Lissencephaly, which literally means smooth brain, is a rare brain formation disorder caused by defective neuronal migration during the 12th to 24th weeks of gestation resulting in a lack of development of brain folds (gyri) and grooves (sulci).[1] It is a form of cephalic disorder. Terms such as 'agyria' (no gyri) or 'pachygyria' (broad gyri) are used to describe the appearance of the surface of the brain. Children with lissencephaly generally have significant developmental delays, but these vary greatly from child to child depending on the degree of brain malformation and seizure control. Life expectancy can be shortened, generally due to respiratory problems.





    1 Symptoms

    2 Diagnosis

    3 Causes

    4 Classification

    5 Treatment

    6 Prognosis

    7 References

    8 External links






Affected children display severe psychomotor retardation, failure to thrive, seizures, and muscle spasticity or hypotonia.[2] Other symptoms of the disorder may include unusual facial appearance, difficulty swallowing, and anomalies of the hands, fingers, or toes.

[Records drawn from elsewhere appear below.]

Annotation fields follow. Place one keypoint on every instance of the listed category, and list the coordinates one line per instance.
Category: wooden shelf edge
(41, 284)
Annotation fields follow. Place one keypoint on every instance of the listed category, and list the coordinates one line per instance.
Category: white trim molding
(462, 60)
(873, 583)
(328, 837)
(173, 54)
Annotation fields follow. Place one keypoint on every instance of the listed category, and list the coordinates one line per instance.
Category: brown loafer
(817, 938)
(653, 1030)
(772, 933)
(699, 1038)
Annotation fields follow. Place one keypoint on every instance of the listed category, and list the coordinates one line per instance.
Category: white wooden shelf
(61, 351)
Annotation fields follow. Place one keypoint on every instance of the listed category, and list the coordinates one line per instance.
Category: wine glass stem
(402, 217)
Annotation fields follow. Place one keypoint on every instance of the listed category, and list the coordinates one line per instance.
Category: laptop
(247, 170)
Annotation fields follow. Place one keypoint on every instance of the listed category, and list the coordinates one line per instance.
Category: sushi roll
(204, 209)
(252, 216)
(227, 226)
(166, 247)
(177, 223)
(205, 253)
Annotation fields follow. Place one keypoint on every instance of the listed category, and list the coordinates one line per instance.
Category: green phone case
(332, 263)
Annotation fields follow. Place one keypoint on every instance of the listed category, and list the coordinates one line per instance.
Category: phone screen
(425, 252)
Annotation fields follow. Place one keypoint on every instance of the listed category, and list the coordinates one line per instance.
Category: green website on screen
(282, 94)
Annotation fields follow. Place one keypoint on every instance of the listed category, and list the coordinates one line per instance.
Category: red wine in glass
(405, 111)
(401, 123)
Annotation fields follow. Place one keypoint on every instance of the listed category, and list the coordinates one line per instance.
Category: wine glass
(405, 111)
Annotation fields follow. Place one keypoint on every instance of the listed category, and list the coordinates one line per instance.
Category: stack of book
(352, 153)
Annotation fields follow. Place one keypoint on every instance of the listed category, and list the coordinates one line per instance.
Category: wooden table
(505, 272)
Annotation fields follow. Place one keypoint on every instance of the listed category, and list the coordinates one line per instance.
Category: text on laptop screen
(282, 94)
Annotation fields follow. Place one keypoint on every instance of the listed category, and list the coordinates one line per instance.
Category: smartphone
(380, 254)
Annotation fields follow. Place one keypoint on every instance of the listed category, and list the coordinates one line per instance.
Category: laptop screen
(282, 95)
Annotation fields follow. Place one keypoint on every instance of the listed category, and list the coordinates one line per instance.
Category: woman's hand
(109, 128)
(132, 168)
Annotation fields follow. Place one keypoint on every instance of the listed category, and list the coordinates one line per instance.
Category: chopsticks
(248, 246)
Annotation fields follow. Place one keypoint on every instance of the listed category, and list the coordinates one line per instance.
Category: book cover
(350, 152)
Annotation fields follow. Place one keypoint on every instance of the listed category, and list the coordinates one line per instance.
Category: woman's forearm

The diagnosis of lissencephaly is usually made at birth or soon after by ultrasound,[3] computed tomography (CT), or magnetic resonance imaging (MRI).[4] However, these results should be interpreted cautiously since even experienced radiologists can misdiagnose polymicrogyria, a different developmental malformation of the brain, as lissencephaly.


Before birth, complex ultrasounds performed routinely during pregnancy may indicate the presence of cerebral abnormality, but this method of diagnosis should be complemented by other methods, such as genetic studies and NMR, and the examination is not recommended as part of routine ultrasound examinations, unless family medical history or other reasons for suspecting brain malformation are present. The earliest point during gestation when it is possible to observe abnormal development of the brain surface is approximately in week 20, although ultrasound examinations in week 25-30 is more common.[5] Up to this time, the fetal brain normally has a smooth appearance.[6] If lissencephaly is suspected, chorionic villus sampling can test for some lissencephaly variants, but only those with a known genetic mutation.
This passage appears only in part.